Despite the powder puff shoes, she was no dummy. She wasn’t about to let me walk behind her, get her in a stranglehold, and snap her neck. With an abrupt gesture, she indicated I should precede her.
“Go through the salons.”
Her English wasn’t as polished as Mendoza’s but still light years ahead of my Spanish.
“What do you do here?” I asked as I took the lead.
“I am the patron’s executive assistant.”
Suuure she was.
“I noticed he wears a wedding ring.” And you don’t. “Is his wife here, too?”
“No.”
The single syllable cracked like a whip.

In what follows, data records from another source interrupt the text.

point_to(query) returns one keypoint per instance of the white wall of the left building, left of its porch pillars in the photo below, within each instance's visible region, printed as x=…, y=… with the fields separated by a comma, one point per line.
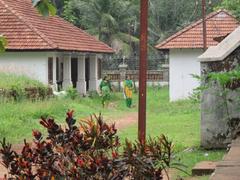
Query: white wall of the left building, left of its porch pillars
x=32, y=64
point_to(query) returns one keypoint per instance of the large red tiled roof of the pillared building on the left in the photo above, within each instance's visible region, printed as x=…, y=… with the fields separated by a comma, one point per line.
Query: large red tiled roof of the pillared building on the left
x=25, y=29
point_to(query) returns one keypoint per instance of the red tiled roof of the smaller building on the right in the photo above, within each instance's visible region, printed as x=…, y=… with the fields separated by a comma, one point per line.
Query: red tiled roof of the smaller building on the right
x=218, y=24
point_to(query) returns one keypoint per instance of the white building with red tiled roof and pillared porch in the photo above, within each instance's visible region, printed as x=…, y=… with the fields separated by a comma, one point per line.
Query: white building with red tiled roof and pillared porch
x=50, y=50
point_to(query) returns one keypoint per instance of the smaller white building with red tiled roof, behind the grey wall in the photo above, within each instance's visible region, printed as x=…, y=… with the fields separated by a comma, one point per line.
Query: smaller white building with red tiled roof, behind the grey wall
x=186, y=45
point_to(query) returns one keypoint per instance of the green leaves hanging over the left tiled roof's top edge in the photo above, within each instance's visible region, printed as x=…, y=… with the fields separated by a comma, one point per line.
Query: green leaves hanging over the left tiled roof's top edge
x=45, y=7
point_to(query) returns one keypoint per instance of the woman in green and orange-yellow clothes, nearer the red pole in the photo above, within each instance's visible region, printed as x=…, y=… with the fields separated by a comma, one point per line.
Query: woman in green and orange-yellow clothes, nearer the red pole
x=128, y=91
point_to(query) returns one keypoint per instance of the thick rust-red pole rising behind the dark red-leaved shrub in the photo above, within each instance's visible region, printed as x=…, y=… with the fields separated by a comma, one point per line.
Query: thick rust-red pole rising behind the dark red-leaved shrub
x=143, y=71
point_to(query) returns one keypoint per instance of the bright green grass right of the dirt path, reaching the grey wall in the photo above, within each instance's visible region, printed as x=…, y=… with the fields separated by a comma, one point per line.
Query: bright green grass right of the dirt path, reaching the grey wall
x=180, y=122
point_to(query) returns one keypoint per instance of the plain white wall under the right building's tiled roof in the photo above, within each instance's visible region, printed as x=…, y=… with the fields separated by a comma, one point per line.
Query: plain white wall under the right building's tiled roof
x=183, y=63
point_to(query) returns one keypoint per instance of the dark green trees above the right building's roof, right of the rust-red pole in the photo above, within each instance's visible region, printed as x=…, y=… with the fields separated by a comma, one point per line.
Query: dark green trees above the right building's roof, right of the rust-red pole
x=168, y=16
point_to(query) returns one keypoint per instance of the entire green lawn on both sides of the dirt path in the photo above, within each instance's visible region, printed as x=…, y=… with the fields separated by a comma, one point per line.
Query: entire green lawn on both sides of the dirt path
x=178, y=120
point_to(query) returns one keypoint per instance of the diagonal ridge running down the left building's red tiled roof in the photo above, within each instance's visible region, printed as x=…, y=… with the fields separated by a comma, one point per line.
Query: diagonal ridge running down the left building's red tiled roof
x=40, y=34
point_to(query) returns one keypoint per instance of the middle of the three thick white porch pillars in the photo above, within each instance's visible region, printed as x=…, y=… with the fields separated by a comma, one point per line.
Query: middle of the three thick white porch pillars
x=81, y=82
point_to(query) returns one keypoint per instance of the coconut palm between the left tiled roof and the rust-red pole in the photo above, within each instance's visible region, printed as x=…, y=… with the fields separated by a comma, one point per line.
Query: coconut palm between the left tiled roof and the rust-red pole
x=111, y=21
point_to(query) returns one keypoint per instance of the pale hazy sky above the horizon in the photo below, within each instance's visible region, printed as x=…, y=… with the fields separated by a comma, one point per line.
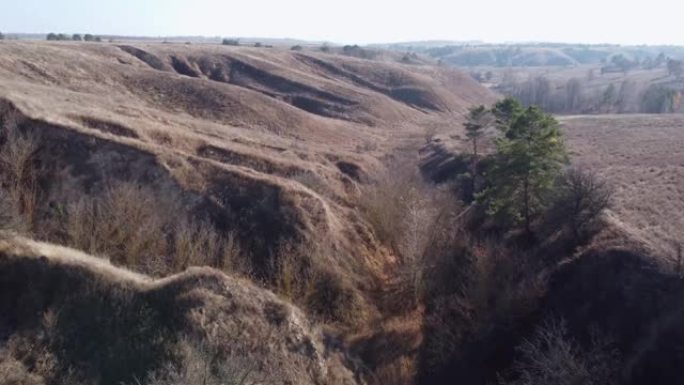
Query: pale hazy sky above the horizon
x=360, y=21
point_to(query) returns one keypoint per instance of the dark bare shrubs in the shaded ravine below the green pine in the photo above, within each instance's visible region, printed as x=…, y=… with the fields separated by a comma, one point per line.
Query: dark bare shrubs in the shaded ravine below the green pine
x=471, y=292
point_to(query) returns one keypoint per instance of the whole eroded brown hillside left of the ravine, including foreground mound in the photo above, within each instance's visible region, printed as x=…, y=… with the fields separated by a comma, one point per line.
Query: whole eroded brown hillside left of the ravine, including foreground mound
x=252, y=161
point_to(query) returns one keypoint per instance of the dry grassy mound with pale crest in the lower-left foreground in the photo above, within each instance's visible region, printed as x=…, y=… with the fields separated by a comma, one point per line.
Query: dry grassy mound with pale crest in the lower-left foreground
x=106, y=325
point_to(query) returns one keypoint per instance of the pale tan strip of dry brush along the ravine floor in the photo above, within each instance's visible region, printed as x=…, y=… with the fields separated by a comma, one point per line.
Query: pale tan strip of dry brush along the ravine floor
x=414, y=220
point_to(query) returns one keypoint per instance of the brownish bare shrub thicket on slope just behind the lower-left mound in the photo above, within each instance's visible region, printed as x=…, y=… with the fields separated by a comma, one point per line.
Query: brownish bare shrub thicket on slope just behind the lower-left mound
x=134, y=227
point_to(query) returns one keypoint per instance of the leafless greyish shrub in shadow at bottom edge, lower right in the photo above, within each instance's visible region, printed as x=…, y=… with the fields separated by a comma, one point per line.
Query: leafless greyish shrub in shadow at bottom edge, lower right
x=551, y=356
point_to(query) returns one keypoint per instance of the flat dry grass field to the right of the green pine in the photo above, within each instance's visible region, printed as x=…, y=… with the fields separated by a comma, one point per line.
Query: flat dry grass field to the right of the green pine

Obviously, I’d struck a nerve.
“So this place is, what?” I said, digging the spur in deeper. “Mendoza’s hideaway when he wants to get away from the missus?”
“Take the hall to your right,” she said, ignoring my question.
I tried to memorize the function and layout of the rooms we passed. The two salons, one with a sunken conversation pit; a high-tech office bristling with electronics; a home theater; a dining room with sliding glass doors that looked out over the mesa; an inner atrium that appeared to have no other purpose than to show off another bronze sculpture. This one had to be at least fifteen or twenty feet tall. I’m not as familiar with kachinas as I should be after so many months in the southwest, but I thought it was the lizard god.